CMU 15–462: Introduction to Computer Graphics (Fall 2020)
Here are my notes taken from the video lectures of CMU 15–462: Introduction to Computer Graphics (fall 2020) ¹.
Drawing a Triangle
- Rasterization: for each primitive (i.e. triangle), which pixels to light up?
- Extremely fast, but hard to achieve photorealism. - Ray tracing: for each pixel, which primitives are seen?
- Generally slow, but easier to get photorealism. - Rough sketch of a rasterization pipeline:
- Position objects in the world (3D transformations).
- Project objects onto the screen (perspective projection).
- Sample triangle coverage (rasterization).
- Interpolate triangle attributes at covered samples (barycentric coordinates).
- Sample texture maps or evaluate shaders (mipmapping).
- Combine samples into the final image (depth and transparency). - Computing triangle coverage:
- Input: projected positions of the triangle vertices.
- Output: a set of pixels covered by the triangle.
- Real scenes are complicated due to occlusion and transparency.
- Instead of doing exact computation, we resort to sampling and reconstruction. - Aliasing: high frequencies in the original signal masquerade as low frequencies after reconstruction due to undersampling.
- Supersampling: take multiple samples per pixel and calculate average coverage.
- Coarse-to-fine work in real graphics pipelines:
- Check if large blocks intersect the triangle for early-in and early-out.
- Test individual samples in the intersected blocks in parallel.
Spatial Transformations
- A transformation is characterized by the invariants it preserves.
- Orthogonal transformations preserve the origin and distances.
- The inverse of the transformation is the transpose.
- It represents either a rotation, where the orientation is preserved …
- … or a reflection, where the orientation is reversed. - The spectral theorem indicates that a symmetric matrix performs a (non-uniform) scaling along some set of orthogonal axes.
- Polar decomposition decomposes a matrix into
- an orthogonal matrix Q (i.e. rotation or reflection), and
- a symmetric positive-semidefinite matrix P (i.e. scaling). - An affine transformation (e.g. translation) in 2D can be represented by a linear transformation (e.g. shear) in 3D.
- A point has a non-zero homogeneous coordinate.
- A vector has a zero homogeneous coordinate. - A scene graph stores relative transformation in a directed graph.
3D Rotations and Complex Representations
- 2D rotations commute, but 3D rotations don’t.
- Imaginary unit is just a quarter-turn in the counter-clockwise direction.

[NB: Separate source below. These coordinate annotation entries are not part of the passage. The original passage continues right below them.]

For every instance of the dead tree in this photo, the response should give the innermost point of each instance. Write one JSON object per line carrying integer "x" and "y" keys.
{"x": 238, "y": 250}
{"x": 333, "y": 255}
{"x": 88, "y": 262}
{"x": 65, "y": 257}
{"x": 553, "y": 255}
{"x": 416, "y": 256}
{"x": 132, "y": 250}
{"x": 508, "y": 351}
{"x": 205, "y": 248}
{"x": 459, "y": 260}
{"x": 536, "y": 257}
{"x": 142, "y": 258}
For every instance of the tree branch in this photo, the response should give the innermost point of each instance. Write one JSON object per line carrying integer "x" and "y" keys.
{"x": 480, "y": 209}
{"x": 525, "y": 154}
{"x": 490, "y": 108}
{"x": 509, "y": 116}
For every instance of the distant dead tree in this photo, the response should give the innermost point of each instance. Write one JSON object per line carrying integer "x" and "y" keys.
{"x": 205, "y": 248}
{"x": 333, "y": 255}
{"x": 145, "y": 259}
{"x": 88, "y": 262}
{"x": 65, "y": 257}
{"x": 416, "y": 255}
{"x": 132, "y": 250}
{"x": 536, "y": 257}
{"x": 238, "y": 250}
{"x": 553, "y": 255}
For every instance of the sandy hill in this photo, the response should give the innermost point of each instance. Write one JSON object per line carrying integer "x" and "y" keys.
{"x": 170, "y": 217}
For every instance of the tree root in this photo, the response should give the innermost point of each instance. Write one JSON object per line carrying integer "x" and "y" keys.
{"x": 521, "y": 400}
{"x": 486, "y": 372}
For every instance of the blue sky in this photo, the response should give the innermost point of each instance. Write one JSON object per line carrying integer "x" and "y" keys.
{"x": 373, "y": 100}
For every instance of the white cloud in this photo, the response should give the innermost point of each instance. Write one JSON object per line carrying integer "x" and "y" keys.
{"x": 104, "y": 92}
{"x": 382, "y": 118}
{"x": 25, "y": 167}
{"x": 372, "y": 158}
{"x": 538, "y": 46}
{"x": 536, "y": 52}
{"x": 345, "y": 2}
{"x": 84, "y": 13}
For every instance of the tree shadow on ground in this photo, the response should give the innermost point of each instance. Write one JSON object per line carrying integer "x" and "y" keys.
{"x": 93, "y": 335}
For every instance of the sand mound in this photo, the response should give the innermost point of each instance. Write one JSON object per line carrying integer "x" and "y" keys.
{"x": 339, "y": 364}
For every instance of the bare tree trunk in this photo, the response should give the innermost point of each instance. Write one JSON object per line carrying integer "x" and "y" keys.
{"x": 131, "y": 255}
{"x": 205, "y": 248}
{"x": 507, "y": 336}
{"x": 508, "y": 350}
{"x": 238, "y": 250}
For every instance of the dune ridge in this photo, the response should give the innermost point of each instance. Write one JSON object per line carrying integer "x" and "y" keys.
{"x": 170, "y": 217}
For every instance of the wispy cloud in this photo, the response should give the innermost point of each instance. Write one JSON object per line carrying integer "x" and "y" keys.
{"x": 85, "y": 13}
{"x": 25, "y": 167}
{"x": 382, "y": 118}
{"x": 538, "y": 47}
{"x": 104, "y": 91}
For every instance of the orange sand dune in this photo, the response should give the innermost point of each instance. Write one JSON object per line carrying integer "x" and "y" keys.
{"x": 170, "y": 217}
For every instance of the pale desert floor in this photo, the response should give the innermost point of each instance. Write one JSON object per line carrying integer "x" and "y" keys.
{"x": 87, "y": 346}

- Complex multiplication amounts to angle addition and magnitude multiplication.
- A quaternion is a pair of a scalar and a vector.
- It easily represents a rotation around an axis by some angle. - Quaternions enable spherical linear interpolation (SLERP).
- Complex numbers are natural language for conformal (angle-preserving) maps.
Perspective Projection and Texture Mapping
- View frustum is the region the camera can see.
- Clipping eliminates primitives outside the view frustum.
- Near/far clipping is important for keeping finite-precision depth values accurate (z-fighting).
- The frustum is then (linearly) transformed into a unit cube. - 3D linear interpolation:
- Find the affine function passing the vertices of the triangle.
- Alternatively, calculate the barycentric coordinates. - Texture coordinates define a mapping from surface coordinates to points in texture domain.
- Texture aliasing happens when a single pixel on the screen covers many pixels of the texture.
- For magnification, just need to interpolate the value at the screen pixel center (via bilinear interpolation).
- For minification, need to calculate the average among neighboring texture pixels. - MIP map: store pre-filtered image at every possible scale, and look up each screen pixel from the appropriate level.
- The nearest integral level is calculated based on du/dx, dv/dx, du/dy, dv/dy.
- We further interpolate the value from the two neighboring integral levels (trilinear interpolation).
- For anisotropic filtering, it takes a further interpolation.
Depth and Transparency
- For each sample, the depth-buffer (a.k.a. z-buffer) stores the depth of the closest triangle seen so far.
- Depth is interpolated using barycentric coordinates.
- This doesn’t depend on the processing order of the primitives. - Opacity is represented as the value alpha.
- Pre-multiplied alpha is closed under composition of the over operation.
- Combine depth and transparency:
- First process fully opaque primitives (with depth tests) in any order.
- Then process uncovered semi-transparent primitives from back to front. - GPUs are heterogeneous multi-core processors with fixed functions for rasterization.
- Recent GPUs (Nvidia RTX) have rendering functions baked in.